Financial reform is complex, and it's hard for nonexperts to follow which proposals for a derivatives clearinghouse or systemic risk council have teeth and which are sops to the industry. One political attraction of the CFPA is its simplicity: you're for it or against it. After sketchy subprime mortgages helped crater financial markets, even laissez-faire ideologues like Alan Greenspan called for stronger regulations to curb abuses and stabilize the system. And given the well-documented outrages pervading the industry these days exorbitant overdraft fees, late fees, nuisance fees and balloon payments buried in opaque legalese, slimy yield spread premiums that banks give brokers who push high-risk mortgages it's awkward to argue against it.
Not impossible, though.
Wall Street is lobbying furiously to try to block the CFPA, and Republican congressional leaders have denounced the idea as big-government overreach that would harm consumers by stifling innovation especially if bank basher (and TARP watchdog) Elizabeth Warren, the intellectual godmother of the agency, gets to run it. Some finance-friendly Democrats have been resistant as well. The new agency was included in the financial reforms the House of Representatives passed along party lines in December, but it has been a stumbling block as the Senate has struggled to put together a bipartisan bill, and even the House version was watered down a bit. Small banks were allowed to keep their old regulators; realtors and auto dealers were exempted from new regulation; a requirement that lenders offer "plain-vanilla" mortgages in addition to exotic products was scrapped.
Some retro critiques of the CFPA as a heavy-handed crimp on free markets reek of apologetics for an industry that's disturbingly reliant on gotcha games. That said, there are at least three plausible arguments really, a three-part argument against Obama's decision to declare the CFPA a non-negotiable element of reform.
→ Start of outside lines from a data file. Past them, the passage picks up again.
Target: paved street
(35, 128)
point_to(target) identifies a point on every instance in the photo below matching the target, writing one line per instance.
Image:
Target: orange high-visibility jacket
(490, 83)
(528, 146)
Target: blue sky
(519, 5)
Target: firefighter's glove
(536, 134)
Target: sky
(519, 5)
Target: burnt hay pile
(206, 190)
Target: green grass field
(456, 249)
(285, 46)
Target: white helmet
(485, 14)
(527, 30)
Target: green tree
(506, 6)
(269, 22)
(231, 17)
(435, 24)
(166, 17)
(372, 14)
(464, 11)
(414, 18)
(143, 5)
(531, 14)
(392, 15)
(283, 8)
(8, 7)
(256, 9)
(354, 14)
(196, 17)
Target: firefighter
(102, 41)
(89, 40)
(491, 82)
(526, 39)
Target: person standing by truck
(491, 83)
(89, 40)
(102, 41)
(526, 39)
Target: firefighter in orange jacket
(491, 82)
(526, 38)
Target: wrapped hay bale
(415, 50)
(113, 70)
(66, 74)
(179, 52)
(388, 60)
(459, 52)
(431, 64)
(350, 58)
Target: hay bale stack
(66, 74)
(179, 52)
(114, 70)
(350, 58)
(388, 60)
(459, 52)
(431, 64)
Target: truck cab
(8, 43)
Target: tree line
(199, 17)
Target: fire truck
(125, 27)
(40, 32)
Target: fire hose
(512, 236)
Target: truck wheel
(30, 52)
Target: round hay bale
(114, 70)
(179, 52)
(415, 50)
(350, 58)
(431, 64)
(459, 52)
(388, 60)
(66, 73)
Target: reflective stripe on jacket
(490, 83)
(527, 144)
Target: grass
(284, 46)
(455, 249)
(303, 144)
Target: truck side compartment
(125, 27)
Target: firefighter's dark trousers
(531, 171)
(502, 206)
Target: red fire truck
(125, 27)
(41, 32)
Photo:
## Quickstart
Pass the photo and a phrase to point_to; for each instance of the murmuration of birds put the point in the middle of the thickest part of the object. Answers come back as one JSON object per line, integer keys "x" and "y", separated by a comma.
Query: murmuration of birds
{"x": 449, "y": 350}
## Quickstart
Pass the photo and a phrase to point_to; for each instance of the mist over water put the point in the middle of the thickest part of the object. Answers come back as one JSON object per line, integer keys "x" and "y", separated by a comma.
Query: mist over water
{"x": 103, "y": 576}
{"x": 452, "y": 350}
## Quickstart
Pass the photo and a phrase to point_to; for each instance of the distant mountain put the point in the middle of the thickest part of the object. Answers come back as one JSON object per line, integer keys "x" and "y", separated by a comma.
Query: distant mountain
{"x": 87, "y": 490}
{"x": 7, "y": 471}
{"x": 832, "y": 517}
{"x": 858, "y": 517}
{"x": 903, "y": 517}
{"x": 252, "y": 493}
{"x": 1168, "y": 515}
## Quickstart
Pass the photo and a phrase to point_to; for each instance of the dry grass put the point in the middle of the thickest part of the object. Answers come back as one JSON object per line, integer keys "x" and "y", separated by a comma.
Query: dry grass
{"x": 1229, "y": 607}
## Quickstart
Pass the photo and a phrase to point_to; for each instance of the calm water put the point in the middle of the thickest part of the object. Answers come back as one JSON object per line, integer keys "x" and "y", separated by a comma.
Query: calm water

The CFPA would actually weaken consumer protection.
Nobody is defending the recent performance of the Federal Reserve, the Office of the Comptroller of the Currency (OCC) or any of the other financial agencies with current consumer-protection duties. But that doesn't necessarily mean those duties should be transferred to a brand-new bureaucracy. As JPMorgan Chase CEO Jamie Dimon has been asking privately: If my legal department screws up, do I create a new legal department? Some bank lobbyists argue that consolidating all consumer protection in just one new agency would be like leaving just one rookie cop patrolling a highly complex beat. Critics like John Dugan, the head of the OCC, have warned that if consumer-protection duties are separated from the "safety and soundness" duties of traditional bank regulators, then both will suffer.